In processing if you want to register a mouse event listener, you just need to define a function with the name "mousepressed", "mousereleased", etc. and they "magically" become event listeners. This also happens to the controlP5 library I'm using, where all the functions named after a control widget "magically" become its event handler. I'm wondering how does Java handle this kind of magic? Where can I see some source code or topic regarding this pattern.
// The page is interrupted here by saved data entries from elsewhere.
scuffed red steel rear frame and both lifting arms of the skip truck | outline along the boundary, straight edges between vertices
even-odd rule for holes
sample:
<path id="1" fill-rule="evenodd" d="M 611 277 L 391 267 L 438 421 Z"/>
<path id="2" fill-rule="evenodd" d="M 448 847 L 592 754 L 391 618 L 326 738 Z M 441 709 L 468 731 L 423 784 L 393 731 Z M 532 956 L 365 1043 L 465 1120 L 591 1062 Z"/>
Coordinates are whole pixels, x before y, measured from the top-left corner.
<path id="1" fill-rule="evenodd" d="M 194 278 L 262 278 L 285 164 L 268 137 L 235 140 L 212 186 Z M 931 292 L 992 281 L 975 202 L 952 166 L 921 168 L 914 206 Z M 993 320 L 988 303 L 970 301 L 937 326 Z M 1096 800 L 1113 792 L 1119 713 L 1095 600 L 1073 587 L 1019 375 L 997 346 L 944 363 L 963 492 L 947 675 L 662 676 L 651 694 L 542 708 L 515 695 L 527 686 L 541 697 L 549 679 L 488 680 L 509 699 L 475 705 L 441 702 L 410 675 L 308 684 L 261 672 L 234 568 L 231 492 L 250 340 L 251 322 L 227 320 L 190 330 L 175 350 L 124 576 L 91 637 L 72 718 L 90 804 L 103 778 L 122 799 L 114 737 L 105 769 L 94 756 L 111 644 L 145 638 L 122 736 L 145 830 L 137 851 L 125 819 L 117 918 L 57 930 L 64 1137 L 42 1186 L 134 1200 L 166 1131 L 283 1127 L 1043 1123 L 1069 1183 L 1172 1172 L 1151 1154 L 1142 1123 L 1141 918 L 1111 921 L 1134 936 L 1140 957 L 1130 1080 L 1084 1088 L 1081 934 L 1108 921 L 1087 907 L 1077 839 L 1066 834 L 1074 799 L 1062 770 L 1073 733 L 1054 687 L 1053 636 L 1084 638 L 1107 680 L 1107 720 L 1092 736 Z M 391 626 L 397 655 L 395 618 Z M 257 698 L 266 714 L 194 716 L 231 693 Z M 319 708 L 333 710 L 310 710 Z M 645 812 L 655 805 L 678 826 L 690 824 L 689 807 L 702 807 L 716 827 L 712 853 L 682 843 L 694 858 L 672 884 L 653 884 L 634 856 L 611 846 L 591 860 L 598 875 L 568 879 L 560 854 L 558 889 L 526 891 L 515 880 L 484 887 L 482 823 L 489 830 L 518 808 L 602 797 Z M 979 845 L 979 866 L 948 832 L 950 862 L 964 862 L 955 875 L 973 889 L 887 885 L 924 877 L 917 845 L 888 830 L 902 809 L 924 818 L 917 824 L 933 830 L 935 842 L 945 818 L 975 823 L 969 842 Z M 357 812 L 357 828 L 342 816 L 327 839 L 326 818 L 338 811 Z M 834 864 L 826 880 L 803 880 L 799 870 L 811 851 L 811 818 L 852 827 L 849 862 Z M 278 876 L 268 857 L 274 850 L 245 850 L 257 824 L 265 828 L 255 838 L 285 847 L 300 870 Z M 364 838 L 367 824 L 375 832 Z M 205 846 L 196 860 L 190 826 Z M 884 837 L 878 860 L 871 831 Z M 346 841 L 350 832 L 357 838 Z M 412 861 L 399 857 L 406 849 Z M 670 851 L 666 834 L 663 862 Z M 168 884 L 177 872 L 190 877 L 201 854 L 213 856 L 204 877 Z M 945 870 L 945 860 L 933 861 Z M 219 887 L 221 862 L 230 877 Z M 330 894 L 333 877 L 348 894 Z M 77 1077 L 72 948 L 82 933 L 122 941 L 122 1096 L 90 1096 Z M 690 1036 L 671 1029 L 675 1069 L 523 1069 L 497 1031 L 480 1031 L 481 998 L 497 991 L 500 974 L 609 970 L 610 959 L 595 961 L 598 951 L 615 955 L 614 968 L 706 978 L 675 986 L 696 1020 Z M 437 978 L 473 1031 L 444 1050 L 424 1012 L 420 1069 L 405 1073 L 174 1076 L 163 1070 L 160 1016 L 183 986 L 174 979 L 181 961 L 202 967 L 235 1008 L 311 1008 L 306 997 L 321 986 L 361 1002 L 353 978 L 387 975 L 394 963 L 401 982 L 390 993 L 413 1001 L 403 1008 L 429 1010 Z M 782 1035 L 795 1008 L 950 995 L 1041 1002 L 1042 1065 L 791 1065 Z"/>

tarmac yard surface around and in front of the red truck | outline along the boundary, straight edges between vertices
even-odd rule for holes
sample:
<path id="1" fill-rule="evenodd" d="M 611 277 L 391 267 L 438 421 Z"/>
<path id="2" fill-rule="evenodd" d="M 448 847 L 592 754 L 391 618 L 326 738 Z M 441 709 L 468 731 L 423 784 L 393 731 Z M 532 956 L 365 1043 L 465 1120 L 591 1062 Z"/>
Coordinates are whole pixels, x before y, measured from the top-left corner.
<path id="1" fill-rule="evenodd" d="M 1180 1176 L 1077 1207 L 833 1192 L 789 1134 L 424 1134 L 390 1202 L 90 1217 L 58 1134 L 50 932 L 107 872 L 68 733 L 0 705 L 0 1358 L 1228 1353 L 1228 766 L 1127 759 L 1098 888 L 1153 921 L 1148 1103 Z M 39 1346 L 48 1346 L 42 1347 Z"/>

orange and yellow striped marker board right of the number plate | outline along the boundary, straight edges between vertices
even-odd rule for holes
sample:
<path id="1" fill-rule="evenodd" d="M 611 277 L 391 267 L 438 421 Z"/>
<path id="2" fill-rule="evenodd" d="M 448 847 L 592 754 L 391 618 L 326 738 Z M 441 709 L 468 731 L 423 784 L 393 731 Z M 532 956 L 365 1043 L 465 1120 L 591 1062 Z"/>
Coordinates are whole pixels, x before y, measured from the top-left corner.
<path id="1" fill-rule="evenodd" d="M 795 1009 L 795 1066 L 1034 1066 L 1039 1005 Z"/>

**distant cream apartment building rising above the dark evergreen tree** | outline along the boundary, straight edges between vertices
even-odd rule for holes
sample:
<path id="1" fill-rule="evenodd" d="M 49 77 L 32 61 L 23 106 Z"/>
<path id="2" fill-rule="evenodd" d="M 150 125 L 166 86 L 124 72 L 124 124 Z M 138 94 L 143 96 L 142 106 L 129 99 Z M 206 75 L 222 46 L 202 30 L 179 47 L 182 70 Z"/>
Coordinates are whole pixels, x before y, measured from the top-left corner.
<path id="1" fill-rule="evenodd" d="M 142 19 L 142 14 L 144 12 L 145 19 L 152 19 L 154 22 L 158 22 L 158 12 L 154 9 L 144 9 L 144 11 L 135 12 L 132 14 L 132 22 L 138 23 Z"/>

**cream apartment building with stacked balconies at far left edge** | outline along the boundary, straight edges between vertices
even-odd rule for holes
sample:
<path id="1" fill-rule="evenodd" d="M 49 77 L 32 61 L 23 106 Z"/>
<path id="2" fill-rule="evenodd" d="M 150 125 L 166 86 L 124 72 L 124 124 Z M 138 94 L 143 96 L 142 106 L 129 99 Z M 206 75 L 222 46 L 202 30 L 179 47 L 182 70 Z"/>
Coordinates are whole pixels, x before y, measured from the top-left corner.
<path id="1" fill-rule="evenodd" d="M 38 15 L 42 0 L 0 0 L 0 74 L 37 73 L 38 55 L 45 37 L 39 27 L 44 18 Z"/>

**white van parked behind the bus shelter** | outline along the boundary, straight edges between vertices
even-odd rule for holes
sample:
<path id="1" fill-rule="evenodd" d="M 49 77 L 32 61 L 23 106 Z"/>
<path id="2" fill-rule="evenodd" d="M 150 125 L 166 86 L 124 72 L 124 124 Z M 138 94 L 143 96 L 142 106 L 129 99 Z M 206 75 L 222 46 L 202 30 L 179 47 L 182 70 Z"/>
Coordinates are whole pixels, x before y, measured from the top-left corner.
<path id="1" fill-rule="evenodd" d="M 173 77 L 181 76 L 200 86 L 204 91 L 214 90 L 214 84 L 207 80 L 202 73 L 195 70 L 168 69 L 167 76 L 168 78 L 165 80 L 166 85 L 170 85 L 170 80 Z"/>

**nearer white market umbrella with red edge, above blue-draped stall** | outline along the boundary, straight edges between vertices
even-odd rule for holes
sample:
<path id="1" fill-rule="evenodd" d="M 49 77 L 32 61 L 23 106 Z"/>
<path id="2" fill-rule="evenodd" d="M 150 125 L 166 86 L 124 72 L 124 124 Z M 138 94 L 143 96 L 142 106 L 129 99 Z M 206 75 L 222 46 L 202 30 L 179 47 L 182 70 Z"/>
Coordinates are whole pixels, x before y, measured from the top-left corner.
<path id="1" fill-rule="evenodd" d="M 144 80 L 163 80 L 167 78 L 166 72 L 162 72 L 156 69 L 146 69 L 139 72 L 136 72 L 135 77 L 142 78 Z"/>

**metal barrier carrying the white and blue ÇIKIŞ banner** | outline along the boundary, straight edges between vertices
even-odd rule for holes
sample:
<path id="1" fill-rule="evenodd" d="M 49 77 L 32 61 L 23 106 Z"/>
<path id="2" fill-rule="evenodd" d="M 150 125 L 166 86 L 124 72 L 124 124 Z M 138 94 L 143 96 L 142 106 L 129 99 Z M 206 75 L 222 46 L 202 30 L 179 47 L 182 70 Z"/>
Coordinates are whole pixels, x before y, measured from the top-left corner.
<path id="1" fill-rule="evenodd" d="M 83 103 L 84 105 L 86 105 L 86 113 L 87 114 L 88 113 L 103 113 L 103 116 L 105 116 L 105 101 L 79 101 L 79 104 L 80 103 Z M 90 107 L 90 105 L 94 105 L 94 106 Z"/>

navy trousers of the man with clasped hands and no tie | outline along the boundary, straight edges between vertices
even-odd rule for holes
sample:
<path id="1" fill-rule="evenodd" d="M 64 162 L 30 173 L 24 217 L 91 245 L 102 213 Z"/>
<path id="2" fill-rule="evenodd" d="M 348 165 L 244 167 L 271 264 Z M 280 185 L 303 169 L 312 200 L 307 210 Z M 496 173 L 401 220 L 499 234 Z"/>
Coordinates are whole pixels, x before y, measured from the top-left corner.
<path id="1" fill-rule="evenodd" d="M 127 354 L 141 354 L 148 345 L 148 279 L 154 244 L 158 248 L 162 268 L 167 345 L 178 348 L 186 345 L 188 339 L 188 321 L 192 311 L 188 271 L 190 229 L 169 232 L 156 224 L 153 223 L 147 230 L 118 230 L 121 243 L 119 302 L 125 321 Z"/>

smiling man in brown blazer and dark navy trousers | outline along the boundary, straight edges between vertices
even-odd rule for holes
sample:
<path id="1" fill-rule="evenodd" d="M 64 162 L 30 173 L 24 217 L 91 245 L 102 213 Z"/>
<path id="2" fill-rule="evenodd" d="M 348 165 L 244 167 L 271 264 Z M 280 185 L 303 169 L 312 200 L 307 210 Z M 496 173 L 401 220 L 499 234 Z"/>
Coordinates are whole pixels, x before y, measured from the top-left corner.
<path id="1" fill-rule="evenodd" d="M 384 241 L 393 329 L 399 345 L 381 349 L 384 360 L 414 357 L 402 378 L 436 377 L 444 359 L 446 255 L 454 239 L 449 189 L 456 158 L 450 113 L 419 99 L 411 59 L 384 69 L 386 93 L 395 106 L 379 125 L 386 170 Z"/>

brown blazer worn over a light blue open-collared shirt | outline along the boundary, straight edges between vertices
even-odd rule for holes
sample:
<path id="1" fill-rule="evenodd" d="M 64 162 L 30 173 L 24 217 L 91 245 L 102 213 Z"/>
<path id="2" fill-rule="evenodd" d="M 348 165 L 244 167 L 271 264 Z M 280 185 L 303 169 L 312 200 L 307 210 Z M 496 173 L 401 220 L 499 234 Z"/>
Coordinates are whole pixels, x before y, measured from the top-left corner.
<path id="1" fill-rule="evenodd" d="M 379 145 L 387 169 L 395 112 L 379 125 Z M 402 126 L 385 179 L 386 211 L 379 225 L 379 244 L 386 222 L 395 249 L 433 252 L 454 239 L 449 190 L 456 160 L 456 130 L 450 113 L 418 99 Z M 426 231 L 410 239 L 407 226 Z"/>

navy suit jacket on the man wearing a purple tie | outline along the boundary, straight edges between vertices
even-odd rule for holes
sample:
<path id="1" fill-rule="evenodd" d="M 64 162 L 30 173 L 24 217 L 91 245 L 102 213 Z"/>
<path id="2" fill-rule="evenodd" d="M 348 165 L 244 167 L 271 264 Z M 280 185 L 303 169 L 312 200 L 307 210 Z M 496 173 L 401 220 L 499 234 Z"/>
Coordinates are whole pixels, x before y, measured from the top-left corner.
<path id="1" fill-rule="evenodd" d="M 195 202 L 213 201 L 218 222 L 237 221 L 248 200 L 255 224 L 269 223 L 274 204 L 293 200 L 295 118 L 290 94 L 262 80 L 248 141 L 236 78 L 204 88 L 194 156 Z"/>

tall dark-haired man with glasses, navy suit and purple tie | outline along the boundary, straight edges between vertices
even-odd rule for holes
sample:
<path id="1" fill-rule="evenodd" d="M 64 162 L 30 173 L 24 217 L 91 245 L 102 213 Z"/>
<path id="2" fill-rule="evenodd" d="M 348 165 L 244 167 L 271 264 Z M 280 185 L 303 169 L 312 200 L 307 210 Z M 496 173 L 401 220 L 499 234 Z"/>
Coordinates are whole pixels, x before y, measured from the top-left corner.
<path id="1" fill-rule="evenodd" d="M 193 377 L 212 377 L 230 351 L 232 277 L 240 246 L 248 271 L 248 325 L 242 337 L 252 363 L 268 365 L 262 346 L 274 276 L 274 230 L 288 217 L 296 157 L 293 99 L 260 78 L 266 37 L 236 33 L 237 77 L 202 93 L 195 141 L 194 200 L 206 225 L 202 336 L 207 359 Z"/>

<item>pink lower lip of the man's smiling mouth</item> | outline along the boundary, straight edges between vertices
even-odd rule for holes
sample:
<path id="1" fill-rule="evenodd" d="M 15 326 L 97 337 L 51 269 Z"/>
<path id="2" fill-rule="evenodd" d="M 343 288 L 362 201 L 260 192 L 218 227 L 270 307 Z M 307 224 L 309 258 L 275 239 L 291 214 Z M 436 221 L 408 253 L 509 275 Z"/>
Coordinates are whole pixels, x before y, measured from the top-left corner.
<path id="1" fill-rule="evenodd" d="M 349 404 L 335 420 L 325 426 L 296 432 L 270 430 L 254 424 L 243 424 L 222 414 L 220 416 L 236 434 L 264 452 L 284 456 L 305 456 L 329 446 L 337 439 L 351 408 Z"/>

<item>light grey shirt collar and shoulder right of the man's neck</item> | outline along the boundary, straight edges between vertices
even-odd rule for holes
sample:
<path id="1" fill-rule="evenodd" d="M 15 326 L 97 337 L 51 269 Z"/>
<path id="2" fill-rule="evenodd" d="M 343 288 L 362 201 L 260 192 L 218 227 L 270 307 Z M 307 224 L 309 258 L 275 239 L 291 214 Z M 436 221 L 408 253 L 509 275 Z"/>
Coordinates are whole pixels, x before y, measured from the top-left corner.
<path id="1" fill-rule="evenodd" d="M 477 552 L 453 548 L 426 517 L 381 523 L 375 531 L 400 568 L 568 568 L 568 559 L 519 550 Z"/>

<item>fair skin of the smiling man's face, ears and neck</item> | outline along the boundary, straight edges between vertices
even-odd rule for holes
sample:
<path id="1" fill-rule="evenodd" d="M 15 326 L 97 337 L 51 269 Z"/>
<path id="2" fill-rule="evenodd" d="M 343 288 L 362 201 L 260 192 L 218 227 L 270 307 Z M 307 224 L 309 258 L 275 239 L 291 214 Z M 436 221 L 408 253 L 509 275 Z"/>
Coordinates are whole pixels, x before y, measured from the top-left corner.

I would like to know its mechanism since I can't define the listeners in main applet.
Processing might use reflection for some stuff, but in the case of the mousePressed() functions, that's a simple matter of inheritance.
Processing contains a PApplet class, the source of which you can view here: https://github.com/processing/processing/blob/master/core/src/processing/core/PApplet.java
At the time of this answer, line 3087 of the PApplet class is the mousePressed(MouseEvent) function that is called via an Event handler, which you can read about here: http://docs.oracle.com/javase/tutorial/uiswing/events/
This mousePressed(MouseEvent) method calls the no-arg mousePressed() function, which is an empty function on line 3084.
When you write a Processing sketch, you're secretly extending PApplet. When you write a mousePressed() function in your sketch, you override the empty mousePressed() function of the PApplet class. Now when the PApplet class gets a MouseEvent from its MouseListener, it calls your mousePressed function. That's how inheritance works.
If you're asking a more specific question, please provide an MCVE that demonstrates exactly what you're talking about.